A quelle distance se situent ces événements ?

Beaucoup de gens pensent que nous sommes à des milliers de générations de cette révélation… Mais un calcul rapide donne des résultats intéressants : nous sommes à environ 3200 ans après l’événement. Si nous considérons des générations de quarante ans, temps raisonnable pour que des parents transmettent l’information à leurs enfants (et à leurs petits-enfants, obligation de la Thora), nous sommes à 80 générations de cette époque. Espace temporel relativement restreint.

Et nous savons qui sont ces générations, nous savons qui étaient les Sages de chacune de ces générations. Le témoignage a été transmis à l’identique, ce n’est pas une histoire composée de fragments flous qui auraient été assemblés. C’est un compte-rendu concret, précis et détaillé, préservé et transmis intact au cours des générations par le Peuple Juif tout entier malgré notre totale dispersion géographique, et malgré notre nature obstinée et sceptique. L’expérience sinaïtique est ainsi la base de notre émouna – fidélité.

Le Ramban écrit ainsi (Chémot 13; 16) : « Il nous est ordonné de faire sans cesse des rappels et des signes de ce que nos yeux ont vu pour que nous les transmettions à nos enfants et petits-enfants jusqu’à la dernière génération. Il s’est montré très sévère à ce sujet jusqu’à imposer la peine de Kareth / retranchement à celui qui s’abstient de faire le sacrifice pascal. » Le soir de PessaH est effectivement le moment propice et indiqué dans la Torah où, chaque année, où nous transmettons à nos enfants ce que nos ‘parents’ ont vu de leurs yeux. Ce soir là est considéré comme le socle sur lequel se repose notre émouna.

La Thora insiste beaucoup sur cela (VétHanan / Deutéronom 4-9) : « Prends garde et veille sur ton âme pour ne pas oublier les choses que tes yeux ont vues et qu’elles ne s’écartent de ton coeur, aucun jour de ta vie ! Fais-les connaître à tes enfants et aux enfants de tes enfants; le jour où tu t’es tenu devant le Seigneur ton D.ieu à Horeb ». Le Ramban explique : « Que nos yeux et notre cœur soient toujours au Sinaï !» / Even Ezra sur le Ramban : « Prends garde ! Même si tu oublies tout le reste, n’oublie pas le jour où tu t’es tenu devant le mont Sinaï ».

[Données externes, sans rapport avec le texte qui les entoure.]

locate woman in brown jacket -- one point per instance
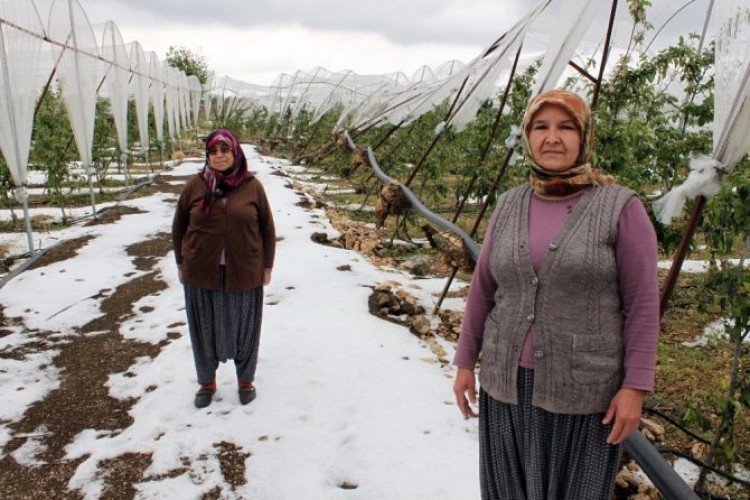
(224, 242)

C’est pour cela qu’il y a une mistva négative d’oublier l’événement du mont Sinaï et également une mitsva positive de s’en rappeler et de le transmettre à ses enfants. C’est aussi l’un des 10 souvenirs à se rappeler quotidiennement. Et nous comprenons à présent pourquoi la émouna est le fondement dont dépendent tous les commandements.

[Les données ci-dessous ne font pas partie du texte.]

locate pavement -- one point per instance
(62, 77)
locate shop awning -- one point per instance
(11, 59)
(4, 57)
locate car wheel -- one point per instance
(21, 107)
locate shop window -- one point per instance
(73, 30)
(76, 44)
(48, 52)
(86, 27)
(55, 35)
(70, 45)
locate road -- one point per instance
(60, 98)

Conclusion : Emet véémouna / La vérité et la fidélité.

Lorsque vous avez acquis une connaissance spirituelle, la question est :

Serez-vous fidèle à cette connaissance ? Vivrez-vous en fonction d’elle ?

Le problème de la émouna n’est pas l’acquisition d’un savoir, mais c’est le défi d’être fidèle à ce savoir.

Référence

1 – Par exemple dans le verset « Vayehi yadav émouna ad ba achamech – Et ses mains furent fidèles jusqu’au couché du soleil » ; les mains de Moïse se maintinrent en position, elles furent fidèles à leur tache. Le verset ne peut être traduit d’une autre manière : des mains ne peuvent avoir de foi, ni croire en quoi que ce soit.